To show how the EHI can be useful on days when the models are handling systems reasonably well, the following page presents some maps showing helicity, surface-based lifted index, and EHI computed by combining observed surface data with FD wind and temperature forecasts aloft. These forecasts are from the infamous "Wedge Week" in 1993 (May 5-9, one map for each day) when on 5 consecutive days numerous tornadoes, several of strong and violent intensity, occurred at various locations in the plains. Notice how significant helicity values may be widespread, but when combining instability with helicity, an EHI estimate can sometimes help to narrow the area of concern regarding potential for rotating storms and possible tornadoes. While the higher EHI values on these analyses do a reasonable job of highlighting general areas of tornado occurence, do keep in mind that fairly dynamic weather systems were involved here.

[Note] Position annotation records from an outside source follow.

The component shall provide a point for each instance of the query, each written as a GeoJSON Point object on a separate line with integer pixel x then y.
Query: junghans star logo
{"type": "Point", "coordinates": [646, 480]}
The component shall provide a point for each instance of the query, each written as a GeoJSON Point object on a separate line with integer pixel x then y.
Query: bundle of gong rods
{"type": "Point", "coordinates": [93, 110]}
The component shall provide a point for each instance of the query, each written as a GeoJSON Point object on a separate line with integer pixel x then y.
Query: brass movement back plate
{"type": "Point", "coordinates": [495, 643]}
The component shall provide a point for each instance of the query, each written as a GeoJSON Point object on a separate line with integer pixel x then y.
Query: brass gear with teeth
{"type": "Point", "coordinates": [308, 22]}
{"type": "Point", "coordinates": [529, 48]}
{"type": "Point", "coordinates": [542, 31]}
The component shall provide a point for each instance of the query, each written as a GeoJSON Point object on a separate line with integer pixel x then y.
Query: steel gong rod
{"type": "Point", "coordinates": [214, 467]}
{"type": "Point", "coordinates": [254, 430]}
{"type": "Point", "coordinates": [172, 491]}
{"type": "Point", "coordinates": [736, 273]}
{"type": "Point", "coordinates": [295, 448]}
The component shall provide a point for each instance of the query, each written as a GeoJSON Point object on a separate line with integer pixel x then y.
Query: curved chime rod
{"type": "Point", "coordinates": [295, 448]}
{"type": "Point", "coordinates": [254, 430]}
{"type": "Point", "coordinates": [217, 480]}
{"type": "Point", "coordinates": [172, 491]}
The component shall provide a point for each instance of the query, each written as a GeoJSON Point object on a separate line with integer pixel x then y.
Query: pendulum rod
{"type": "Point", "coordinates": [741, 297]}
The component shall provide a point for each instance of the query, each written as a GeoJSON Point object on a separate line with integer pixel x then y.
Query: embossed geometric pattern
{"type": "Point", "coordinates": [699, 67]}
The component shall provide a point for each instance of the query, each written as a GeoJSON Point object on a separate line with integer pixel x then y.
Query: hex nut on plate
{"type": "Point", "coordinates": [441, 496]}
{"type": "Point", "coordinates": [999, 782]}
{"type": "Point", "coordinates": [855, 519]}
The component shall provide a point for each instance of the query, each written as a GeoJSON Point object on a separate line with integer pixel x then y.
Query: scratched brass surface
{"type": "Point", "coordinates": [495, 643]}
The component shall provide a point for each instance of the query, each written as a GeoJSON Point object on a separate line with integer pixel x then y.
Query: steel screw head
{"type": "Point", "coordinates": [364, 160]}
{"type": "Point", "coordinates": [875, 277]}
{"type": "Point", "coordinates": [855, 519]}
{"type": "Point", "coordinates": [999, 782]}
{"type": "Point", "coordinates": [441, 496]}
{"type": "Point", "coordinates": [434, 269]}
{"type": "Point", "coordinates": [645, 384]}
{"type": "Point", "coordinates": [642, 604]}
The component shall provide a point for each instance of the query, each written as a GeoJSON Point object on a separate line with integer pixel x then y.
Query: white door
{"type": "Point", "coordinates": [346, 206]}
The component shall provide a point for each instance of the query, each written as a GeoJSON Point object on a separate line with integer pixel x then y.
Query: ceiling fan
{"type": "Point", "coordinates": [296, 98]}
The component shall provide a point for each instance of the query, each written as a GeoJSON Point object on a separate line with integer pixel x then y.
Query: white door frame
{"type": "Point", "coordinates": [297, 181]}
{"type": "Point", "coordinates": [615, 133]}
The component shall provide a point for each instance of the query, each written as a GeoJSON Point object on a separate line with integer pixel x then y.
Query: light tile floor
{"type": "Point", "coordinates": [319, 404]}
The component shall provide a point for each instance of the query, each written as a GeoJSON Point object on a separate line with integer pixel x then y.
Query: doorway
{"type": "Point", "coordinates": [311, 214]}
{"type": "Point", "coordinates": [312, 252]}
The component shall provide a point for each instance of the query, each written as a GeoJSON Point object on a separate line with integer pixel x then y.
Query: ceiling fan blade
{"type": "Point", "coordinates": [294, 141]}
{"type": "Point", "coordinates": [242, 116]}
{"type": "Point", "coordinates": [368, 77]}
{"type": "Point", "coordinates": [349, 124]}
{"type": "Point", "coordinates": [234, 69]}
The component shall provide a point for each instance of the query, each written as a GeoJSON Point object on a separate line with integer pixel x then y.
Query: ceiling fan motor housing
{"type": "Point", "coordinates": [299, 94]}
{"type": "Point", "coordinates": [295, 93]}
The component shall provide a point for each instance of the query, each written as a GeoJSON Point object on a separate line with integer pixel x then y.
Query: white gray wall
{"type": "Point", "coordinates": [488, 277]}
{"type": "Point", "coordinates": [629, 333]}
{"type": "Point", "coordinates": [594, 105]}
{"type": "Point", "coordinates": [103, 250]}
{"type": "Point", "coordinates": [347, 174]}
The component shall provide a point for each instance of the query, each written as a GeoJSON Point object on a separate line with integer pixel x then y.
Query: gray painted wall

In less well-defined situations, the EHI will likely be less useful for some of the reasons mentioned earlier, particularly when the model forecasts are poor.
Hopefully this discussion will give interested readers, chasers, and forecasters an introductory idea about how the potential for supercell development depends to a significant degree on the interaction of wind factors and instability. In this respect, the energy-helicity index is a parameter that can be helpful.